Premier David Alward is seeking recommendations on ways to have representatives from unelected political parties involved in the legislative process.
Alward announced Friday that Donald Desserud, a political scientist at the University of New Brunswick in Saint John, has been asked to come up with a series of recommendations that would allow other political parties to have a voice in the legislature's committee process and other government initiatives.
"We believe that citizen engagement means listening to differing opinions and treating individuals with dignity and respect," Alward said in a statement.
"We are a government for all New Brunswickers, no matter how they vote. We have a history of working together to find the best solutions, and I look forward to working with these leaders in the near future."
The standing rules that govern legislative committees limit the amount of public participation that is permitted during hearings. For example, during standing committees that scrutinize departmental spending, only government and opposition MLAs are allowed to question civil servants.
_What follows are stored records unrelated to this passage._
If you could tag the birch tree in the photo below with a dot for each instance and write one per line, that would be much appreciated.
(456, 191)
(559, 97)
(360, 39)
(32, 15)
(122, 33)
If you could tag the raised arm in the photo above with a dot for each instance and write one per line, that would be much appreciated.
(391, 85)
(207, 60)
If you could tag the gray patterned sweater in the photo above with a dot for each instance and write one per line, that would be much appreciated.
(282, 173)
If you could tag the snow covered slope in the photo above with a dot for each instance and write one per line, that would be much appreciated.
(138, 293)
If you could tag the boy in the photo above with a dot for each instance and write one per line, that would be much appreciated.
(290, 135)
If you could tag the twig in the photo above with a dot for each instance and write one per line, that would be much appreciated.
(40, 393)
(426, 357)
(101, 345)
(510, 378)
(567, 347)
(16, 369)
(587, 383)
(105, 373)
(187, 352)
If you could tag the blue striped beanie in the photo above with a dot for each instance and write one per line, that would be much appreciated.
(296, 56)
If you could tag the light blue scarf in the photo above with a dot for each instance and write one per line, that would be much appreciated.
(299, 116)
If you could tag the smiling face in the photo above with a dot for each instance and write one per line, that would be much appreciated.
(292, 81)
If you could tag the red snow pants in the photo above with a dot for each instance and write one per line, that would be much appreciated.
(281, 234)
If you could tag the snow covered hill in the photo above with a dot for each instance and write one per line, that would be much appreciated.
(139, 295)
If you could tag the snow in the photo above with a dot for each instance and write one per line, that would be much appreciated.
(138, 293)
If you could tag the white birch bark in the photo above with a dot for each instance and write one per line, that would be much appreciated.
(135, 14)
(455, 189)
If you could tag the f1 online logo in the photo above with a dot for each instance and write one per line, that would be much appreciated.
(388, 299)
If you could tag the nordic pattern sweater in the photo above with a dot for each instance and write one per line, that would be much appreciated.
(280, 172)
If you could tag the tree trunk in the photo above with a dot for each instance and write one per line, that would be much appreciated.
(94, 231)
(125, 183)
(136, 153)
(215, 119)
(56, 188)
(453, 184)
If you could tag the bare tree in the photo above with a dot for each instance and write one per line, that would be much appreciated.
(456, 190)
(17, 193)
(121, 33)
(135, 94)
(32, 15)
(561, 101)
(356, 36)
After the ballots were counted from the Sept. 27 provincial election, only the Progressive Conservatives and Liberals ended up with seats.
Meanwhile, the New Democratic Party, which garnered more than 10 per cent of the popular vote, was again unable to elect a single MLA. The party has been without a seat inside the legislative assembly since 2005.
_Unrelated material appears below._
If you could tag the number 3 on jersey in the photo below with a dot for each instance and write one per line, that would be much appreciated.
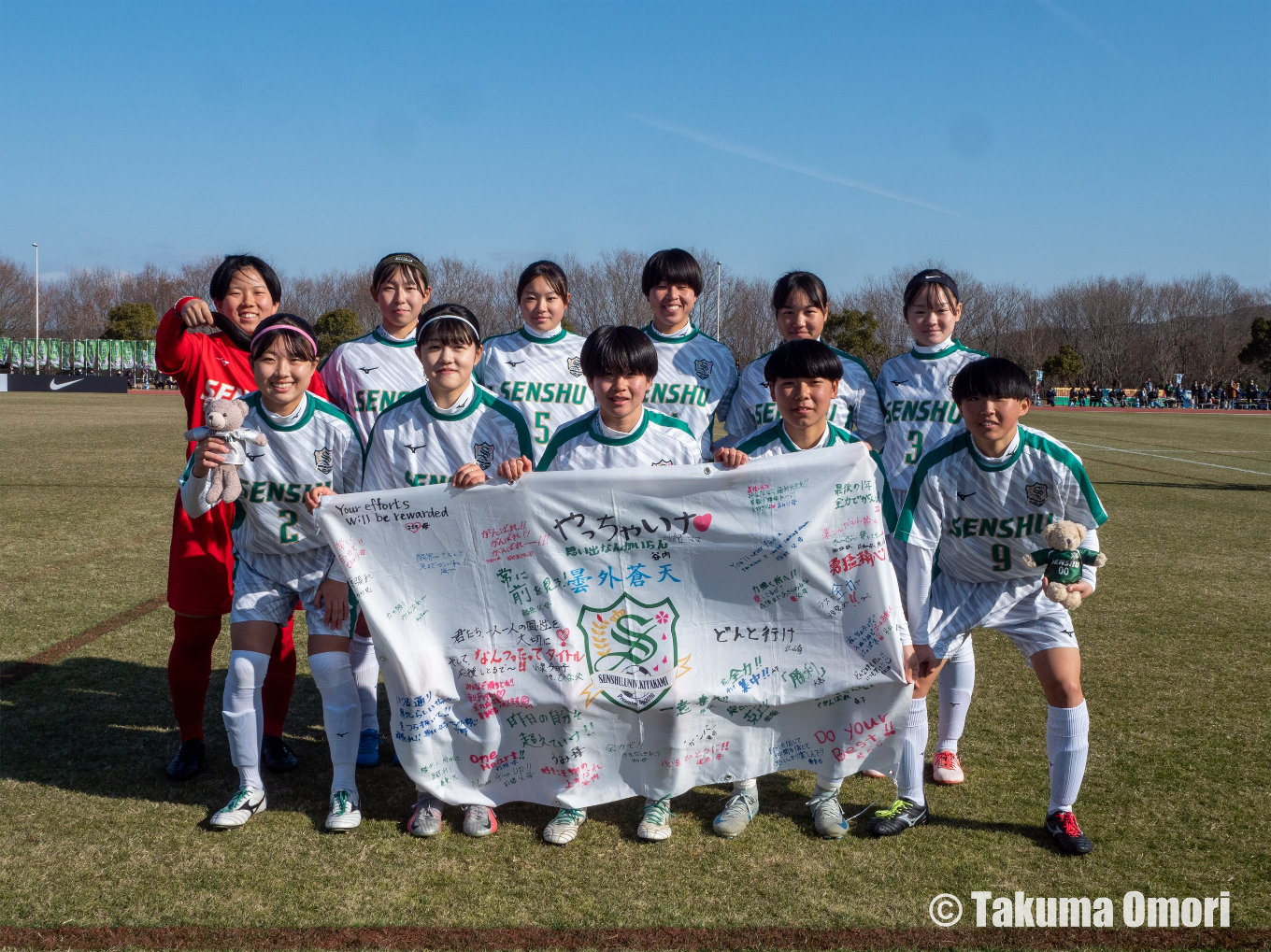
(915, 447)
(540, 426)
(286, 534)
Other smaller registered parties, the Green party and the People's Alliance of New Brunswick, were also shut out of the legislature.
Tom Mann, the co-chair of Democracy for New Brunswick, said Alward's initiative is a good step on the way to a more transparent government.
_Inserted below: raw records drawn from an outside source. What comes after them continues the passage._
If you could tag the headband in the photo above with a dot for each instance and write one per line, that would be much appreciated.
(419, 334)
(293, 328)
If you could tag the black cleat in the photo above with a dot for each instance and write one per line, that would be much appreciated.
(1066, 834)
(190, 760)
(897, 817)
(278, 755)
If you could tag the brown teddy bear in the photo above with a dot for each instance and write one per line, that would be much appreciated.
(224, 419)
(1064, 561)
"We think it's the first step," he said. "It's not the final step … of making every vote count in this province, as 16 per cent of those who voted in the September election do not have a representative in that Legislative Assembly."
The UNB political scientist will consult with those political parties that were unsuccessful in the last election and the clerk of the legislative assembly. Desserud will then propose new options that would allow for broader political input.
Desserud will give his options to Speaker Dale Graham, who will then present Desserud's recommendations to the legislature's Standing Committee on Procedures for discussion.
According to the government, Desserud will volunteer his time on this proposal.